I had high hopes for this list, with a prize of £30K awarded on 18 November. The award should go to ‘the book that is judged to have provided the most compelling and enjoyable insight into modern business issues’, so current affairs that readers really might want to refer back to in the near or perhaps distant future. My comments on the indexes in the shortlisted books follow:

  • The Alchemists: Inside the secret world of central bankers by Neil Irwin (Headline publishing) – a professional-looking index, done in what I think of as the US style with all the headings starting with a capital letter, which works OK in this context, but can lead to terms looking more important than they actually are. Some nice cross-referencing going on – ‘Employment losses’ directs to ‘Unemployment’, ‘Super Mario Brothers’ directs to ‘Draghi, Mario; Monti, Mario’.
  • Big Data: A Revolution That Will Transform How We Live, Work and Think by Viktor Mayer-Schonberger and Kenneth Cuckier (Houghton Mifflin Harcourt) – another professional-looking index. Not many examples of undifferentiated locators, so perhaps the entries that had them couldn’t be given subheadings. Some use of double entry to make it easier to locate information, for example ‘marine navigation’ has a main entry, and also a subheading under ‘Maury, Matthew Fontaine’ and all the subheadings under ‘correlation analysis’ also appear as main headings.

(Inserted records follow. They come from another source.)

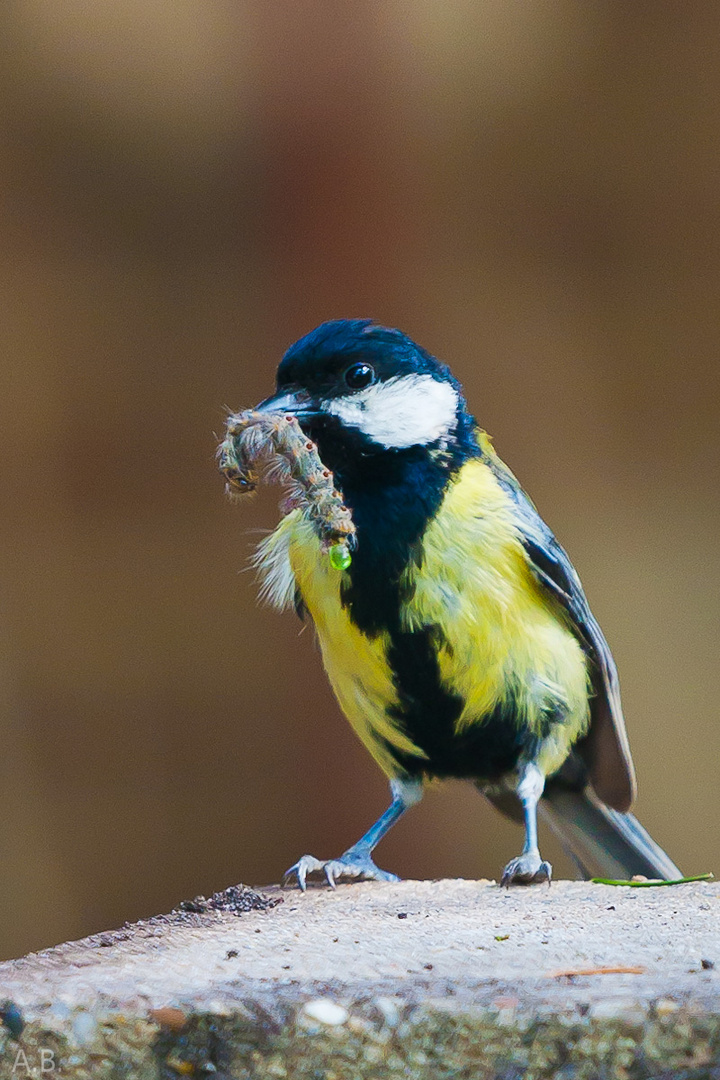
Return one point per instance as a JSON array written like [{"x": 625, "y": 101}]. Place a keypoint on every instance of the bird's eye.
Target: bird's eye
[{"x": 360, "y": 376}]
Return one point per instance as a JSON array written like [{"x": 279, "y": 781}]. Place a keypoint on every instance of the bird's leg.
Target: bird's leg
[
  {"x": 528, "y": 866},
  {"x": 356, "y": 862}
]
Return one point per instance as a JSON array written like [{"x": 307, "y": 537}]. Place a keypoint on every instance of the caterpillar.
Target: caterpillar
[{"x": 273, "y": 447}]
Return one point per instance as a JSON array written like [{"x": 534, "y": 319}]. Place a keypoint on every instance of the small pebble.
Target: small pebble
[
  {"x": 172, "y": 1018},
  {"x": 325, "y": 1012}
]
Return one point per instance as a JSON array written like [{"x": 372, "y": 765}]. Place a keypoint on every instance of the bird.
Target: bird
[{"x": 459, "y": 642}]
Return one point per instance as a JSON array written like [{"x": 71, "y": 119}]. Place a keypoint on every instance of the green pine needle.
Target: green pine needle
[{"x": 651, "y": 885}]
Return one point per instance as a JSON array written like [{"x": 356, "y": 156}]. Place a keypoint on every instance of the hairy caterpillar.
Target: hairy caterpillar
[{"x": 272, "y": 446}]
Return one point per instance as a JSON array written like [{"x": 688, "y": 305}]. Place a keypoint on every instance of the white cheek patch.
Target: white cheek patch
[{"x": 407, "y": 410}]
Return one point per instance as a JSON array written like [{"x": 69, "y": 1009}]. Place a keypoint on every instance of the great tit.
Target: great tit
[{"x": 459, "y": 640}]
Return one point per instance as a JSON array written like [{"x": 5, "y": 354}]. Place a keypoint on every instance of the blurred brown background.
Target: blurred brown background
[{"x": 531, "y": 191}]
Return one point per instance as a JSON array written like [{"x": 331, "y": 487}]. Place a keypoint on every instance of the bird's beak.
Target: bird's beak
[{"x": 296, "y": 403}]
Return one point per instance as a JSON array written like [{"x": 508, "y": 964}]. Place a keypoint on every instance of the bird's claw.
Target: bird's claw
[
  {"x": 527, "y": 869},
  {"x": 352, "y": 865}
]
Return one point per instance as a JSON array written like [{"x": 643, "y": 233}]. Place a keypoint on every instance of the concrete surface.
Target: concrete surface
[{"x": 421, "y": 979}]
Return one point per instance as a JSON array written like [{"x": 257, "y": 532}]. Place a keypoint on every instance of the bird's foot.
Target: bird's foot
[
  {"x": 351, "y": 866},
  {"x": 527, "y": 869}
]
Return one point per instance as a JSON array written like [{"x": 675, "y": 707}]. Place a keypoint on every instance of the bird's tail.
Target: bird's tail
[{"x": 601, "y": 841}]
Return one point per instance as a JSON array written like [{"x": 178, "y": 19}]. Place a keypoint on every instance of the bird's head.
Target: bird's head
[{"x": 362, "y": 390}]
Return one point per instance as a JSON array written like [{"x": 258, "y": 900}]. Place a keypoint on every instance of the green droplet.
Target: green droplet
[{"x": 340, "y": 557}]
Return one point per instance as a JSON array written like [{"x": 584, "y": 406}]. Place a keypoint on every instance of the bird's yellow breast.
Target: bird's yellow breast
[{"x": 501, "y": 636}]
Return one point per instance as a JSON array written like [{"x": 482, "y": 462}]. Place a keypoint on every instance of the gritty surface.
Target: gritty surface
[
  {"x": 421, "y": 979},
  {"x": 470, "y": 933}
]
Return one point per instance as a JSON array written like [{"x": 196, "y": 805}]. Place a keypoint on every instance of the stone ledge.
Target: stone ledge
[{"x": 417, "y": 980}]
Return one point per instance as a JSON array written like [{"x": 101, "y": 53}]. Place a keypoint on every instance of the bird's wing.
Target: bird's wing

  • The Billionaire’s Apprentice by Anita Raghavan – print book not available to look inside on Amazon.
  • The Everything Store by Brad Stone – sadly for a book about Amazon you couldn’t see the print book when I first wrote this blog in November 2013. By late January 2014 the ‘look inside’ version was available and you can see a detailed index, quite heavy on names of people, brands and products and with some undifferentiated locators for some of the subheadings. But at least the feature has been enabled.
  • Lean In: Women, Work, and the Will to Lead by Sheryl Sandberg (W H Allen) – Some examples of undifferentiated locators, for example ‘Facebook’ gathers 30. Sandberg works for Facebook, so it was obviously going to feature in the book. But without subheadings the browsing reader can’t see what she’s written about it. This is odd, given that some headings accrued masses of subheadings for a relatively small number of locators overall, for example ‘parenting’ where 14 subheadings have been teased out and three of them cover aspects of ‘stay-at-home’. So the indexing is a little uneven, although it may reflect the contents of the book.
  • Making it Happen by Iain Martin – print book not available to look inside on Amazon.

Something of a shame that there are only 3 available to ‘see inside’ on Amazon. The winner was the book about Amazon by Brad Stone.